An adolescent child with sickle cell anemia is admitted to the pediatric unit during a vaso-occlusive crisis. What does the nurse identify as the reason that the crisis occurred? 1 Severe depression of the circulating thrombocytes 2 Diminished red blood cell (RBC) production by the bone marrow 3 Pooling of blood in the spleen with splenomegaly as a consequence 4 Blockage of small blood vessels as a result of clumping of RBCs

4 Blockage of small blood vessels as a result of clumping of RBCs The red blood cells in sickle cell anemia are fragile. When hypoxia or dehydration occurs, the cells take on a crescent shape; they then clump together and occlude blood vessels. The platelet count is not severely depressed in vaso-occlusive crisis. Diminished RBC production by the bone marrow is an aplastic crisis resulting in severe anemia. Pooling of blood in the spleen that results in splenomegaly is known as a splenic sequestration crisis.

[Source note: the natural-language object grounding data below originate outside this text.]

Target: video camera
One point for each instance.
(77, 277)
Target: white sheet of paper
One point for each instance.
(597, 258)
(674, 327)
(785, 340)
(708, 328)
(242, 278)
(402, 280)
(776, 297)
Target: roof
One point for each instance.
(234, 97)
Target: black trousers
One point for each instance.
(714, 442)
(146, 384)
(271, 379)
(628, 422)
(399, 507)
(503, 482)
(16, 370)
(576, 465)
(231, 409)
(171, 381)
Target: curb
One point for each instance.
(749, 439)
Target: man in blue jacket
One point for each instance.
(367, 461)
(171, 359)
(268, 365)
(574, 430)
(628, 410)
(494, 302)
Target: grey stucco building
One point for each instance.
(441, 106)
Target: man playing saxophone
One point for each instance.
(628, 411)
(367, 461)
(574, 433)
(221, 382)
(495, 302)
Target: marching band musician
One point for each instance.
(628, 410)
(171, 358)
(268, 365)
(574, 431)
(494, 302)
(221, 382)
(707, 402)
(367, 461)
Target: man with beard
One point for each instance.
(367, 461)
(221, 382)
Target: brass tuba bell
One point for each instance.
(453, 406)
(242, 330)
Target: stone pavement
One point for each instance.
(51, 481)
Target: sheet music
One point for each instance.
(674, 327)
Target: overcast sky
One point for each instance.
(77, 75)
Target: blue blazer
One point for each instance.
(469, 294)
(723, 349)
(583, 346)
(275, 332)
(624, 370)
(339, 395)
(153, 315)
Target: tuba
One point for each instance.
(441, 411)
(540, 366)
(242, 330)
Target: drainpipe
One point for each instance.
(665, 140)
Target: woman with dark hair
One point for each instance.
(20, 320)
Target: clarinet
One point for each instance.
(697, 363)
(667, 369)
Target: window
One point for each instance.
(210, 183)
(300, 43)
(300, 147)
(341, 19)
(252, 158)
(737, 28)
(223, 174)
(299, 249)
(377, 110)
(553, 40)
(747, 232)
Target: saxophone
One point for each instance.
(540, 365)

What is the cause of Sheehan's syndrome? 1 Thinner bones 2 Intolerance to cold 3 Severe hypotension 4 Postpartum hemorrhage

4 Postpartum hemorrhage Sheehan's syndrome is observed in clients during postpartum hemorrhage manifested by pituitary infarction resulting in decreased hormonal secretion. Severe hypotension reduces blood flow to the pituitary gland leading to hypoxia and infarction, which causes hypopituitarism. Thinner bones are seen in clients with growth hormone deficiency. Intolerance to cold is observed in clients with thyroid hormone deficiency.

The nurse is teaching a group of student nurses about emergency treatment procedures for the local complication of intravenous therapy involving thrombosis. Which statements made by the student nurse require correction? Select all that apply. 1 "I should lower the extremity of the client." 2 "I should apply warm compresses to stabilize the clot." 3 "I should apply cold compresses to decrease the blood flow." 4 "I should use low dose thrombolytic agent that can lyse the clot." 5 "I should stop the infusion, but keep the short peripheral catheter in place."

Correct 1 "I should lower the extremity of the client." Correct 2 "I should apply warm compresses to stabilize the clot." Correct 5 "I should stop the infusion, but keep the short peripheral catheter in place. It is essential that the nurse elevate the extremities of the client. The nurse should always use cold compresses, not warm, to stabilize the clot in case of thrombosis. The nurse should stop the infusion and should remove the short peripheral catheter rather than keeping it in place. It is imperative for the nurse to use cold compresses to decrease the blood flow in case of thrombosis. The nurse should use a low dose thrombolytic agent that can help in lysing the clot.